Well written and fun. Not the usual vapid musings found on purse blog. More of this please.

seattleminimalist
seattleminimalist
7 months ago

I enjoy reading your articles. They are always well thought out and showcases the utilitarian use of bags as well as their beauty.

Anna
Anna
7 months ago

My last two premium handbag purchases are YSL medium Niki – croc-embossed black and canvas with tan trim, both bought at fullprice. A year and a half and 6-8 months old respectively. The cost per wear is already well under $10 on the first and under $20 on the second (I live in Russia, so the second bag is much more ‘seasonal’), and I wouldnt buy a bag any other way. I was the same way with my previous bag purchases, so I never feel bag about them (I never buy for resale, and ‘collecting’ isnt for my income bracket). Now shoes are another story…

Eryn Lasgalen
Eryn Lasgalen
7 months ago

Thanks for another thoughtful and fun article, Sajid. I appreciate the research that goes into your work, as well as your personal anecdotes.
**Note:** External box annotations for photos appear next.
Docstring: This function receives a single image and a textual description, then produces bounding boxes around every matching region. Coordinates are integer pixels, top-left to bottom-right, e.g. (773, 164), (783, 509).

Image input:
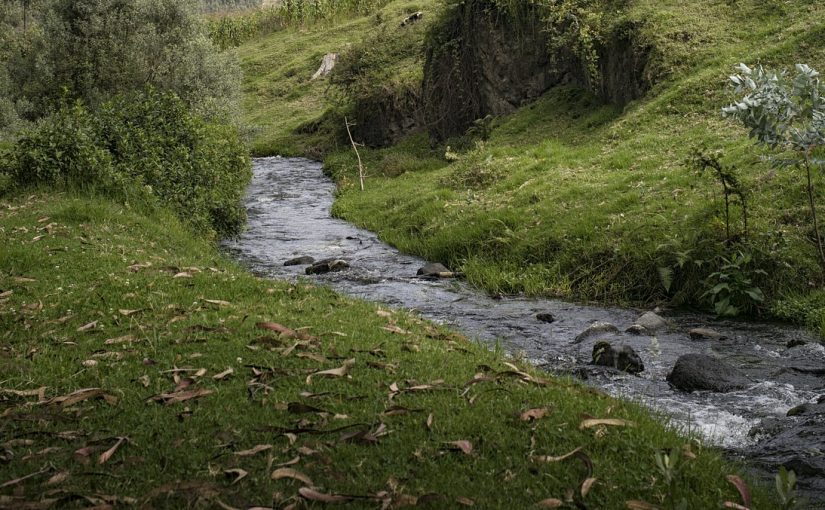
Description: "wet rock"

(633, 312), (667, 334)
(667, 354), (749, 393)
(306, 259), (349, 274)
(573, 321), (619, 344)
(416, 262), (453, 278)
(624, 324), (651, 336)
(592, 341), (645, 374)
(688, 328), (728, 340)
(284, 255), (315, 266)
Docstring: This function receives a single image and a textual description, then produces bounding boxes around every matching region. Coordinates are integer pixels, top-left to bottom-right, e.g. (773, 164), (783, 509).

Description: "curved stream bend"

(226, 157), (825, 501)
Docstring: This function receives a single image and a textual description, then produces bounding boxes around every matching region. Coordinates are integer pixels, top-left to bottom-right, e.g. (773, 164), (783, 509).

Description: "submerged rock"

(284, 255), (315, 266)
(634, 312), (667, 335)
(688, 328), (728, 340)
(573, 321), (619, 344)
(667, 354), (749, 393)
(306, 259), (349, 274)
(416, 262), (453, 278)
(592, 341), (645, 374)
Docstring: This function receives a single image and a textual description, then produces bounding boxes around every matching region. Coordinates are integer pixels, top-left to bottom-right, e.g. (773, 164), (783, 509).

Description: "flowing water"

(226, 157), (825, 505)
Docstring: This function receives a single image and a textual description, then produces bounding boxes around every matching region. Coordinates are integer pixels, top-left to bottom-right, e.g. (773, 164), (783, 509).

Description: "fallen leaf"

(212, 367), (235, 381)
(624, 499), (659, 510)
(235, 444), (272, 457)
(725, 475), (751, 507)
(103, 335), (135, 345)
(579, 418), (636, 430)
(444, 440), (473, 455)
(0, 466), (51, 489)
(224, 468), (249, 485)
(255, 322), (298, 338)
(0, 386), (46, 402)
(97, 437), (129, 464)
(306, 358), (355, 384)
(150, 388), (214, 406)
(298, 487), (352, 503)
(530, 447), (581, 462)
(44, 471), (71, 485)
(77, 321), (98, 333)
(581, 477), (596, 498)
(270, 468), (314, 486)
(519, 407), (550, 421)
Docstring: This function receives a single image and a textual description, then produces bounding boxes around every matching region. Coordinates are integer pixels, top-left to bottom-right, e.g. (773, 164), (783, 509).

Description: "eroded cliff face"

(422, 0), (651, 140)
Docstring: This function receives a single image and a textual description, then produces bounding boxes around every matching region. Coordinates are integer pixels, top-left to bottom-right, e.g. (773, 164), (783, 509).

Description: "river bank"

(0, 186), (784, 508)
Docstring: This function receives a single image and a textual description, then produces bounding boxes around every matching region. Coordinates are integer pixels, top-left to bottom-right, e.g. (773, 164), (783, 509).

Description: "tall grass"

(207, 0), (388, 49)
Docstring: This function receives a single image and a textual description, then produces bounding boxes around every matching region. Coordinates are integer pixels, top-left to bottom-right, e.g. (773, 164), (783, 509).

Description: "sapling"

(722, 64), (825, 269)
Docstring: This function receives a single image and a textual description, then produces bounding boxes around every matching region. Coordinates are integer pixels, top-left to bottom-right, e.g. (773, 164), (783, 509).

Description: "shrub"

(4, 89), (251, 236)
Keep writing!

scbarragan
scbarragan
7 months ago

Thanks for selecting a very key points in this discussion. I have a large collection but I did not build up in a few years rather in decades. I select the pieces for my collection based on an integrated criteria. Therefore most of the elements or pieces have been in my mind or my list for long time and soon or later I have the chance to get one of them. I do not buy seasonal items unless they also follow one of the key values, to be the first or the best model that solved some specific problem. I do not buy two models of the same. I try to buy my bags in different colors to cover my outfits and in different sizes. If I am going to buy a model from my list, I will only buy if it would cover the size and colors that is missing. It could look ridiculous but by following this strategy I can rotate all if them regurlarly as I can take middle size in red or a big working bag in brown as I need this or that option for the day. I use a different one everyday and even two per day if I use working bag and later something smaller for buying something close to home in the evenig. I have made several calculations and they became cheaper and cheaper year by year. Obvious the older ones have been longer in service and are cheaper per use now but at their end of life, I predict a good use value for most of them. I have now not many model of interest left but I am open to get surprised with if a contemporary ir indie handbag brand could offer something unique from time to time.

Yazi
Yazi
7 months ago

I buy bags because they make me happy. Perhaps not very logical or financially savvy. But that’s what it boils down to and I suspect many people would agree.

Ps: not just luxury bags but anybag that is interesting.

Janaki Subramanyam
Janaki Subramanyam
7 months ago

Great, fun article which appeals to all of us handbag lovers.